Analizzando la costruzione, spicca l’utilizzo di lega di alluminio 6061-T6, materiale noto nel motorsport per il rapporto resistenza/peso ottimizzato (densità 2,7 g/cm³ contro i 7,8 g/cm³ dell’acciao). Questa scelta tecnologica permette un risparmio ponderale di circa il 65% rispetto alle alternative in plastica rinforzata, aspetto particolarmente apprezzato dagli appassionati di tuning che cercano di ridurre la massa non sospesa. “Dopo un anno di utilizzo su strade dissestate, non mostrano segni di deformazione”, commenta un utilizzatore abituale di percorsi sterrati.
La lavorazione CNC garantisce una tolleranza dimensionale di ±0,05 mm, parametro essenziale per assicurare un perfetto innesto. La superficie anodizzata spessa 25 μm non solo protegge dalla corrosione da agenti stradali, ma agevola lo smontaggio grazie al coefficiente d’attrito ridotto. Diversi utenti hanno evidenziato come “l’inserimento risulti più fluido rispetto agli anelli in nylon, senza necessità di lubrificanti aggiuntivi”.
L’adattabilità del diametro interno regolabile tramite sistema a doppio conicità (12° e 15°) permette di coprire 37 diverse combinazioni di mozzi, rendendo il prodotto compatibile con il 92% delle vetture europee prodotte dopo il 2005. Un meccanico specializzato in preparazioni sportive ha sottolineato: “La scalabilità del diametro è risolutiva per chi modifica gli impianti frenanti o installa spacceri, situazioni dove le misure standard spesso non bastano”.
Sul fronte montaggio, la procedura non richiede strumenti specifici: l’inserimento a pressione manuale viene facilitato dalla smussatura perimetrale di 0,8 mm. Tuttavia, alcuni utilizzatori occasionali consigliano “un leggero riscaldamento dell’anello con phon tecnico in ambienti sotto i 5°C per evitare microfratture durante l’installazione”.

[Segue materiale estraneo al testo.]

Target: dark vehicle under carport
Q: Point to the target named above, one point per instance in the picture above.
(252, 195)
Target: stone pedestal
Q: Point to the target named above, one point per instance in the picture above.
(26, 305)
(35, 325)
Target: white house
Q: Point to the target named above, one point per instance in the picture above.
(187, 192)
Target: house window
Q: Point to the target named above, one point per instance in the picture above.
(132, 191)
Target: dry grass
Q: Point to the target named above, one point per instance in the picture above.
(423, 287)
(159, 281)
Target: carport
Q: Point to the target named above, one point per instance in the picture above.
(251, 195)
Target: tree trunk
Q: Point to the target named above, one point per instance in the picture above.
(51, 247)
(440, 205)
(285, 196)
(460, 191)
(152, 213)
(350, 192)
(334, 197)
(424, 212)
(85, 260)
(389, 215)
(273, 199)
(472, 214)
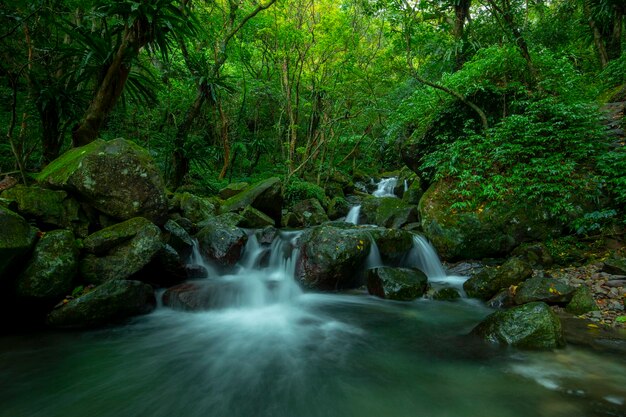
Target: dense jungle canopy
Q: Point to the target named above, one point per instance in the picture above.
(498, 98)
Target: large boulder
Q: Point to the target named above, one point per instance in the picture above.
(483, 232)
(265, 196)
(107, 303)
(221, 242)
(529, 326)
(489, 281)
(331, 257)
(51, 270)
(548, 290)
(387, 212)
(16, 238)
(401, 284)
(120, 251)
(118, 178)
(51, 209)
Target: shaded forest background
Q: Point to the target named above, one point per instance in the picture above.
(499, 98)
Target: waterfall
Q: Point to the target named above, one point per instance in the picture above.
(386, 187)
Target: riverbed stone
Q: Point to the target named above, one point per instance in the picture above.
(51, 209)
(400, 284)
(221, 242)
(529, 326)
(546, 289)
(118, 178)
(51, 270)
(106, 304)
(489, 281)
(131, 246)
(331, 257)
(16, 238)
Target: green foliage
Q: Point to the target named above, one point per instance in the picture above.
(298, 190)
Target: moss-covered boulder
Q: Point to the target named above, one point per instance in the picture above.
(387, 212)
(50, 272)
(232, 190)
(51, 209)
(255, 219)
(108, 303)
(16, 238)
(118, 178)
(488, 282)
(548, 290)
(483, 232)
(308, 213)
(400, 284)
(192, 207)
(265, 196)
(221, 242)
(529, 326)
(120, 251)
(331, 257)
(582, 302)
(337, 208)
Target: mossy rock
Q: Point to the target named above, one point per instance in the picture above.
(126, 258)
(529, 326)
(16, 238)
(331, 256)
(50, 272)
(582, 302)
(265, 196)
(389, 212)
(49, 208)
(485, 232)
(548, 290)
(400, 284)
(488, 282)
(106, 304)
(118, 178)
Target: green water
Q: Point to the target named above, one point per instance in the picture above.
(317, 355)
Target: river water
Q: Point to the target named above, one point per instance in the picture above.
(279, 352)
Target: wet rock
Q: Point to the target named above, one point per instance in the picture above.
(308, 213)
(118, 178)
(529, 326)
(548, 290)
(200, 295)
(16, 238)
(446, 294)
(108, 303)
(389, 212)
(221, 242)
(400, 284)
(491, 280)
(50, 209)
(265, 196)
(331, 257)
(120, 251)
(51, 270)
(255, 219)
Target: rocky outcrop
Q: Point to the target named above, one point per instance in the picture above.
(221, 242)
(331, 257)
(51, 270)
(530, 326)
(118, 178)
(108, 303)
(265, 196)
(489, 281)
(120, 251)
(400, 284)
(16, 238)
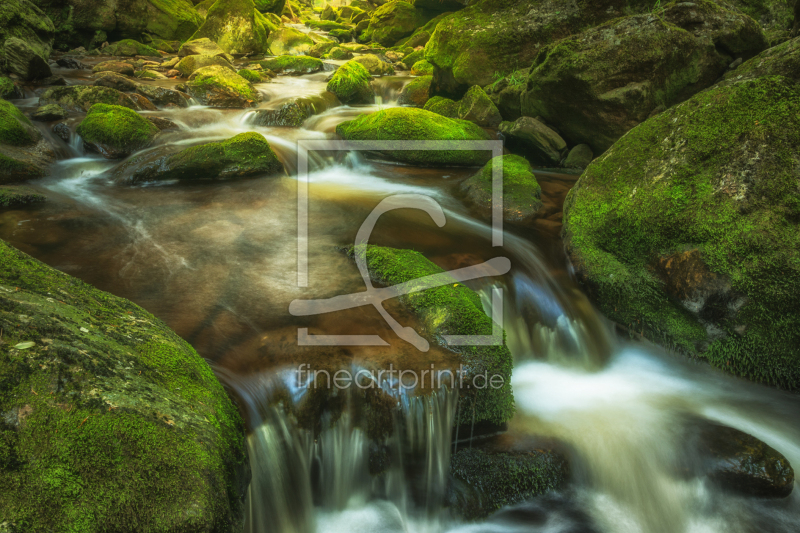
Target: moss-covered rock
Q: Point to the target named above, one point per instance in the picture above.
(417, 92)
(22, 19)
(352, 84)
(130, 48)
(289, 41)
(245, 155)
(293, 65)
(470, 46)
(686, 229)
(115, 131)
(395, 20)
(521, 192)
(451, 309)
(412, 124)
(375, 65)
(120, 67)
(623, 70)
(236, 26)
(217, 86)
(189, 64)
(19, 195)
(530, 136)
(82, 97)
(111, 421)
(442, 106)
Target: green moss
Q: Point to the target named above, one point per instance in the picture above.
(715, 174)
(351, 83)
(109, 415)
(452, 309)
(250, 75)
(245, 155)
(521, 191)
(410, 124)
(15, 128)
(129, 47)
(116, 127)
(292, 64)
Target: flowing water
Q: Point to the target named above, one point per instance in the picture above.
(217, 262)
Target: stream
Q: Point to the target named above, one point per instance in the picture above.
(218, 263)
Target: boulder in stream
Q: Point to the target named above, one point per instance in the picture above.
(115, 131)
(686, 229)
(217, 86)
(412, 124)
(109, 419)
(352, 84)
(521, 192)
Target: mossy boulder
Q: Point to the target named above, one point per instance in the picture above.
(189, 64)
(685, 231)
(395, 20)
(245, 155)
(451, 309)
(130, 48)
(236, 26)
(417, 92)
(521, 192)
(375, 65)
(23, 20)
(82, 97)
(470, 46)
(412, 124)
(217, 86)
(293, 65)
(289, 41)
(624, 70)
(19, 195)
(422, 68)
(352, 84)
(115, 131)
(111, 421)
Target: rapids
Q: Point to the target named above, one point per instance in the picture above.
(217, 262)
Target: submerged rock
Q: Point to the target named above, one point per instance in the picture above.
(521, 192)
(115, 131)
(597, 85)
(217, 86)
(411, 124)
(686, 229)
(106, 409)
(352, 84)
(533, 138)
(245, 155)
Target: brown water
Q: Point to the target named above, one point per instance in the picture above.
(217, 261)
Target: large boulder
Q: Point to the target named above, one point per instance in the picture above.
(245, 155)
(110, 420)
(412, 124)
(236, 26)
(395, 20)
(352, 84)
(217, 86)
(534, 139)
(289, 41)
(489, 36)
(115, 131)
(686, 229)
(598, 85)
(82, 97)
(521, 192)
(23, 20)
(22, 60)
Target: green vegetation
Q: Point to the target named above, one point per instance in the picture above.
(714, 174)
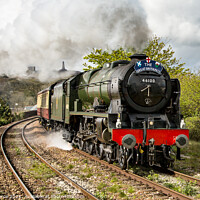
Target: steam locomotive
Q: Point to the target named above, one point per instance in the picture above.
(126, 111)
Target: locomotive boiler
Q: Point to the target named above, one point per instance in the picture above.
(126, 111)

Dal punto di vista estetico, la finitura satinata con logo laser-inciso si integra discretamente con cerchi in lega di alta gamma. Le prove su banco dinamometrico hanno dimostrato una resistenza allo sforzo radiale di 320 N/mm², sufficiente per sopportare accelerazioni laterali fino a 1,4 g tipiche dell’uso stradale sportivo.
L’unica nota emersa dai feedback riguarda l’imballaggio: alcuni ritengono che “la protezione in schiuma EVA potrebbe essere più consistente per prevenire ammaccature durante il trasporto”. Tuttavia, questo non compromette le prestazioni strutturali del prodotto.
In sintesi, questi anelli centrici AUTOHAUX si distinguono per l’approccio ingegneristico alla leggerezza e precisione dimensionale, caratteristiche che li rendono particolarmente adatti a chi cerca componenti affidabili per uso intensivo senza penalizzare l’estetica. La scelta del materiale metallico, sebbene meno comune rispetto alle alternative polimeriche, si rivela vincente in termini di durata e stabilità termica (-40°C/+150°C).